Just two weeks after winning gold, and while his body was still recovering from his exertions in Moscow, Welles agreed to take on the top American sprinters of the day at a meeting in the West German city of Koblenz. The challengers included the two fastest Americans Stanley Floyd and Mel Lattany, as well as a young Carl Lewis, all three of whom were Black. Welles was putting his recently won Olympic reputation — and that of White sprinters — on the line, despite the toll gaining that reputation had taken on his body. In some ways this was an apparently foolish decision.

Welles recalled the event in a 2004 article in the Daily Telegraph [3]:

To be honest, I should never have run because I was physically and mentally shattered. There were two heats in Koblenz and I only qualified for the final as eighth-slowest, or eighth-fastest depending on how you look at things. To this day, I still believe I didn’t make the final on merit; I reckon the organisers let me in only because I was the Olympic gold medallist. Before the final, I went round the back of the stadium with my wife, Margo, and lay down on a bench. After a few minutes, I noticed I was bouncing around all over the place and said to Margo, ‘Will you stop shaking the bench’. I lay back down again and the same thing happened; but when I looked up, Margo was standing to one side. I was the one doing the involuntary shaking because of the state I was in.

The main threat to Welles was Stanley Floyd, unbeaten in 100m for 18 months. The two had never raced before, but Wells, given his condition, was not optimistic.

Even during the warm-up, [Floyd] exuded arrogance — and a lot of people thought I was arrogant — but Floyd was full of himself, perhaps rightly so given his record. In my mind, I had no hope whatsoever of doing well but as I crossed the line he was two one-hundredths of a second behind — about eight inches — and I’d won the race. Floyd simply could not believe he’d been beaten and interrogated the chief timekeeper, the photo-finish official and the judges before accepting he was second. That race was something special to me; I’m convinced God was running for me — I’m a believer, though maybe not in the full sense of the words — and I still believe someone else was helping me; either God or the hopes of five million Scots.

The race finished with Welles winning in 10.19 — faster than his Olympic time of 10.25 — besting Floyd (10.21), Lattany (10.25), and Lewis (10.30). The Black athletes were suitably impressed.

To his credit, Lattany came straight over to me and said, ‘For what it’s worth, Allan, you’re the Olympic champion and you would have been the Olympic champion no matter who you ran against in Moscow. You deserve everything you’ve achieved this year’. And that possibly meant as much to me as my gold medal because nobody will ever appreciate how big a win that was for me. It didn’t matter what happened after that, I was the Olympic champion and I’d proved it in Koblenz.

The story of Allan Welles is not only a testament to White sporting talent and power in a sport where we are politely told to “step down” and allow a “safe space” to exist for Black sporting achievement, but also an epic tale in its own right, worthy of cinematic treatment.

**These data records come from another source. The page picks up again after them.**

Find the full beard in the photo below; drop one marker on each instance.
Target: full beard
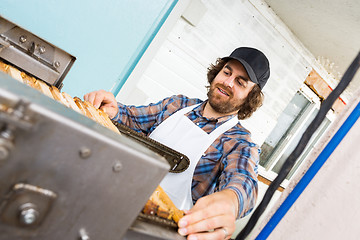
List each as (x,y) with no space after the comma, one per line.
(220,105)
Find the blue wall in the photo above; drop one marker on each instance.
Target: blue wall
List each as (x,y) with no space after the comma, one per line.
(107,37)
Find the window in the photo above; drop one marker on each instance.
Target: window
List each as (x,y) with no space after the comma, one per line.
(290,127)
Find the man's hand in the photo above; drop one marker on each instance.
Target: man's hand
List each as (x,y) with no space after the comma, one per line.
(103,100)
(212,217)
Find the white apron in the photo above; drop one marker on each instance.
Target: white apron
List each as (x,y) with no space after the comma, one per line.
(181,134)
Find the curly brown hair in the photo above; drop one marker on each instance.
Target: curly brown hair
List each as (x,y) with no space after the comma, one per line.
(252,102)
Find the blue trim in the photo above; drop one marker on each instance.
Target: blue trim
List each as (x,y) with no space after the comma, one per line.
(309,175)
(123,77)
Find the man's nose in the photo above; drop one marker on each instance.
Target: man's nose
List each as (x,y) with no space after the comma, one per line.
(229,82)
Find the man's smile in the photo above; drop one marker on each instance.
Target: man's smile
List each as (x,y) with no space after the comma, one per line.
(222,91)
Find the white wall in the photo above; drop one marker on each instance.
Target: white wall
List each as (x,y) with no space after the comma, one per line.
(180,64)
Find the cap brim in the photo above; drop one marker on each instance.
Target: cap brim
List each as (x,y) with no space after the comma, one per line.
(247,67)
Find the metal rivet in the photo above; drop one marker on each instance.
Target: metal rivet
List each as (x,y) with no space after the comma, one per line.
(4,153)
(42,49)
(28,214)
(85,152)
(117,167)
(57,64)
(22,39)
(83,234)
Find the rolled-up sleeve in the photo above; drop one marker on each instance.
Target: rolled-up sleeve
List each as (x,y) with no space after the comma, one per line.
(240,174)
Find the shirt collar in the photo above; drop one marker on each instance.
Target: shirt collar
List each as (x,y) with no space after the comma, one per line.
(199,110)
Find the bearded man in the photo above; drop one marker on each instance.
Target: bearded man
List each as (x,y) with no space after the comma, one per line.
(220,184)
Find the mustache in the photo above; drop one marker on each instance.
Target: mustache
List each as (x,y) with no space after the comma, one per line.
(227,89)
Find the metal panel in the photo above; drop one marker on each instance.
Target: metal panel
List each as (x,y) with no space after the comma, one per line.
(106,37)
(65,176)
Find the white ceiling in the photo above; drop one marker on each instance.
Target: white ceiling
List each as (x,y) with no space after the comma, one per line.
(329,29)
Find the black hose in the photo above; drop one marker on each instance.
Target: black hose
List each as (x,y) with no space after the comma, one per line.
(290,161)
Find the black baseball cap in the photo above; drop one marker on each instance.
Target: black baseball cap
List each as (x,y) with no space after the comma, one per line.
(255,63)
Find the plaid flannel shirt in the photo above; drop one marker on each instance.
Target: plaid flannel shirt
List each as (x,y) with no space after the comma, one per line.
(231,162)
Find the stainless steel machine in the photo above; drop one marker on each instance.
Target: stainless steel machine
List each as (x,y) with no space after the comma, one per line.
(62,175)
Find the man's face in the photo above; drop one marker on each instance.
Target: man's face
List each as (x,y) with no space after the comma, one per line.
(230,88)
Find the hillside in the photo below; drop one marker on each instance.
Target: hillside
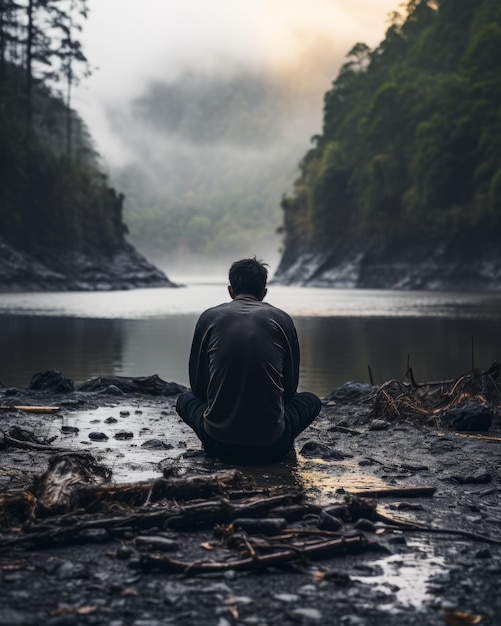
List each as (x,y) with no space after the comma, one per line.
(403,186)
(61,224)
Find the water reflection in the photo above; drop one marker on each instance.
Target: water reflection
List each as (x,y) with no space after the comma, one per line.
(149,332)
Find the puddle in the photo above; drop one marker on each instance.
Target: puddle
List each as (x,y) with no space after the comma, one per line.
(405,577)
(127,429)
(323,480)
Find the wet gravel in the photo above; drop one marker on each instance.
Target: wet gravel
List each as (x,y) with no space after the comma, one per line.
(424,578)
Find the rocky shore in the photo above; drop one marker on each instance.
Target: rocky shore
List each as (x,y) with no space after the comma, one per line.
(43,269)
(426,526)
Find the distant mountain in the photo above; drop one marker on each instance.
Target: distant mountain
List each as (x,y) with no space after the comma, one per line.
(61,224)
(403,186)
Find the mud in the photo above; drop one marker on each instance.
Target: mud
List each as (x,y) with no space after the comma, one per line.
(423,577)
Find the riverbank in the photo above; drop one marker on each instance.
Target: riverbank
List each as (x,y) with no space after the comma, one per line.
(420,575)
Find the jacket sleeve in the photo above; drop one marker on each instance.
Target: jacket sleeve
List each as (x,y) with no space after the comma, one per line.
(199,364)
(291,365)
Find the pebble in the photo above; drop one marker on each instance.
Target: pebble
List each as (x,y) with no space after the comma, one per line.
(69,430)
(157,543)
(364,524)
(10,617)
(113,390)
(328,522)
(124,434)
(484,554)
(313,448)
(306,615)
(96,436)
(286,597)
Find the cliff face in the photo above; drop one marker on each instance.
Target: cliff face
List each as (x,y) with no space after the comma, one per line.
(45,269)
(403,187)
(437,270)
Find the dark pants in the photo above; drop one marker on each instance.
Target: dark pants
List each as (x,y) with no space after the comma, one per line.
(300,411)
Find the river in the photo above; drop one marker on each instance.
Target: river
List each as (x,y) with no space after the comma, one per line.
(342,332)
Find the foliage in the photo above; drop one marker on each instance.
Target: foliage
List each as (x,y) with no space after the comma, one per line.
(52,193)
(409,153)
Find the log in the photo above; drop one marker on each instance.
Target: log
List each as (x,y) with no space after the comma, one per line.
(482,437)
(31,409)
(399,492)
(324,549)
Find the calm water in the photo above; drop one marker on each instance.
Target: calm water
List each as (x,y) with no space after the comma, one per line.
(341,332)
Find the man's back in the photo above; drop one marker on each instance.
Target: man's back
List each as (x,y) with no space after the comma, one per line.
(245,362)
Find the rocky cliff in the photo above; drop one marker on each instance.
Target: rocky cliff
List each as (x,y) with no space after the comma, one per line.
(50,269)
(435,269)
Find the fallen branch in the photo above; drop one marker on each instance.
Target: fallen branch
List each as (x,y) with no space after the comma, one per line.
(31,409)
(324,549)
(482,437)
(399,492)
(411,526)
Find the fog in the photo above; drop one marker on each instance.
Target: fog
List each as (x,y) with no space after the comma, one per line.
(202,111)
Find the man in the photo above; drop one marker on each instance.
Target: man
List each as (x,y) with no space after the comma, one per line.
(244,370)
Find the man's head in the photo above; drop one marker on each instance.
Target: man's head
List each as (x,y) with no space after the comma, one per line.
(248,276)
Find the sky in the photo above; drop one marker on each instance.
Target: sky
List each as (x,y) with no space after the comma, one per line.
(301,43)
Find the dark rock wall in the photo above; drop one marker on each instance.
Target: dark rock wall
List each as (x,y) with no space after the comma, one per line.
(49,269)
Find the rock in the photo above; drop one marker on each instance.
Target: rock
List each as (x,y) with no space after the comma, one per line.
(350,392)
(471,416)
(328,522)
(155,444)
(364,524)
(124,434)
(484,554)
(10,617)
(156,542)
(313,448)
(113,390)
(286,597)
(96,436)
(69,430)
(479,476)
(305,615)
(52,380)
(264,526)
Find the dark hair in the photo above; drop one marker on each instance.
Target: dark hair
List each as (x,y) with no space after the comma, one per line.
(248,276)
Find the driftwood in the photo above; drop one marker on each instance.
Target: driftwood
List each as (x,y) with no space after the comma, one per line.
(324,549)
(442,403)
(412,526)
(76,481)
(204,514)
(399,492)
(31,409)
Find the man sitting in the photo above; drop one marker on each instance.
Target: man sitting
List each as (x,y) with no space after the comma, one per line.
(244,370)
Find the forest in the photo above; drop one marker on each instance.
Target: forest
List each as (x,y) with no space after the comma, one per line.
(53,195)
(408,157)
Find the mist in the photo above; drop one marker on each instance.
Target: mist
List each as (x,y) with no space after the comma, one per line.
(205,136)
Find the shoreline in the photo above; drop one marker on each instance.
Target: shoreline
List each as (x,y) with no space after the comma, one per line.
(349,448)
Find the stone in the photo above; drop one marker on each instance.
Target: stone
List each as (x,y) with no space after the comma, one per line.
(328,522)
(52,380)
(351,391)
(96,436)
(124,434)
(306,615)
(313,448)
(470,417)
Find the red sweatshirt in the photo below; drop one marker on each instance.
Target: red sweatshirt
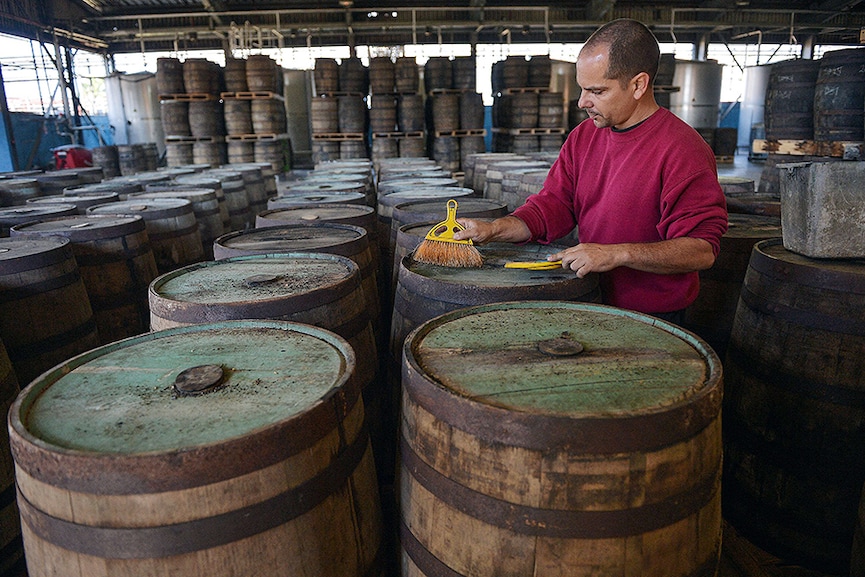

My distant relative Eric Liddell is rightly famous for putting faith before Olympic glory and achieving both in the 1924 Olympic Games. He has an Oscar-winning movie Chariots of Fire celebrating his glory. The achievement of Allan Welles deserves similar acclaim. Only by celebrating our greatness will we achieve future greatness and see once again a White 100m Olympic champion. For the body to triumph the mind and the will must triumph first.